It's a fact that only 17% of the population of Wales reads a Welsh-based daily paper, e.g. Daily Post, Western Mail, as opposed to 70% of the Scottish population. This means that many people who consider themselves to be politically aware and even politically involved can be completely ignorant of the subtleties of the Welsh political dimension.
In the past week, I have been in meetings where people have been unaware that the Educational Maintenance Allowance is being retained in Wales or that the proposed counter-revolutionary changes to the NHS in England are not being rolled out in Wales. Now this is straightforward stuff for anyone who reads this blog and others on a regular basis, but that's a minority and unlikely to become a majority anytime soon. Anyone reliant on their news from a London-based newspaper or London-based radio or TV station is unlikely to have realised that the coalition government is only responsible for health and education in England. That ignorance is scary.

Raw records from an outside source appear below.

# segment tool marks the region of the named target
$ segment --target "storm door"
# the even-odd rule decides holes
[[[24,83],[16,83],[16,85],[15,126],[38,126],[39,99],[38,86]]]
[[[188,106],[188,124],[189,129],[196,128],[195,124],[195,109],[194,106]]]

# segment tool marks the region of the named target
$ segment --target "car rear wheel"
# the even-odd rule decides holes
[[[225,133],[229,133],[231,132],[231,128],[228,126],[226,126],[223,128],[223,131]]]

So how best to counter it?
The long-term answer is a Welsh media that is more widely read, heard and viewed. The short-term answer is for the English-based media to recognise the reality of devolution and start to explain that the story they're writing about only affects England. This has emerged fitfully with the tuition fees debate, as even the Daily Mail recognised that Wales was doing things differently. But a consistent - and neutral rather than negative - approach to the devolved nations? Dream on.